We measured annually-differenced market shares for sleep aids as a portion of the overall OTC medication market, thus accounting for store-level demand shifts in OTC medication markets and seasonality, and used the monthly changes in stores’ sleep aid market share to control for short-term trends. Relative to the overall OTC medication market, sleep aid market shares were growing prior to recreational cannabis availability. The trend reverses (a 236% decrease) with dispensary entry (−0.33 percentage points, 95% CI −0.43 to −0.24, p < 0.01) from a mean market share growth of 0.14 ± 0.97.
The magnitude of the market share decline increases as more dispensaries enter a county and with higher county-level cannabis sales. The negative associations are driven by diphenhydramine- and doxylamine-based sleep aids rather than herbal sleep aids and melatonin. These findings support survey evidence that many individuals use cannabis to treat insomnia, although sleep disturbances are not a specific qualifying condition under any U.S. state-level medical cannabis law.
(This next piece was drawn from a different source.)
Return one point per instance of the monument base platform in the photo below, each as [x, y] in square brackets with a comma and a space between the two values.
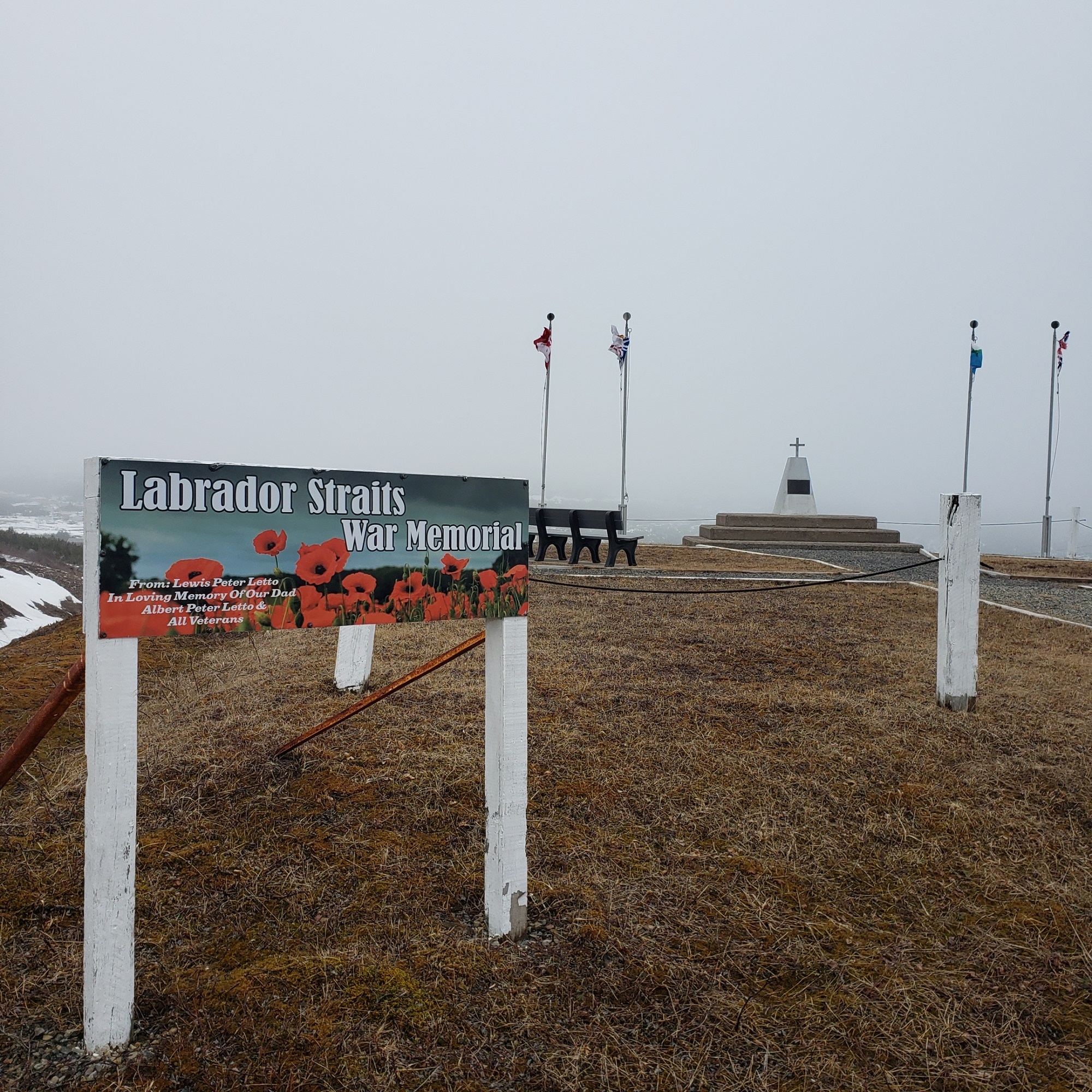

Investigations designed to measure the relative effectiveness and side effect profiles of conventional OTC sleep aids and cannabis-based products are urgently needed to improve treatment of sleep disturbances while minimizing potentially serious negative side effects.
The Impact Of Cannabis Access Laws On Opioid Prescribing.
While recent research has shown that cannabis access laws can reduce the use of prescription opioids, the effect of these laws on opioid use is not well understood for all dimensions of use and for the general United States population.
Analyzing a dataset of over 1.5 billion individual opioid prescriptions between 2011 and 2018, which were aggregated to the individual provider-year level, we find that recreational and medical cannabis access laws reduce the number of morphine milligram equivalents prescribed each year by 11.8 and 4.2 percent, respectively.
These laws also reduce the total days’ supply of opioids prescribed, the total number of patients receiving opioids, and the probability a provider prescribes any opioids net of any offsetting effects. Additionally, we find consistent evidence that cannabis access laws have different effects across types of providers, physician specialties, and payers.
One policy option that has the potential to reduce opioid prescriptions and opioid-related deaths is the passage of cannabis access laws. These state laws facilitate access to cannabis by removing state legal barriers—though possession of cannabis remains illegal under federal law. Recreational cannabis laws (RCLs) allow adults over 21 to possess and consume a limited amount of cannabis. Medical cannabis laws (MCLs) allow patients with eligible conditions, which are listed in the law and often include some form of intractable pain, to obtain cannabis upon the recommendation or certification of a healthcare provider.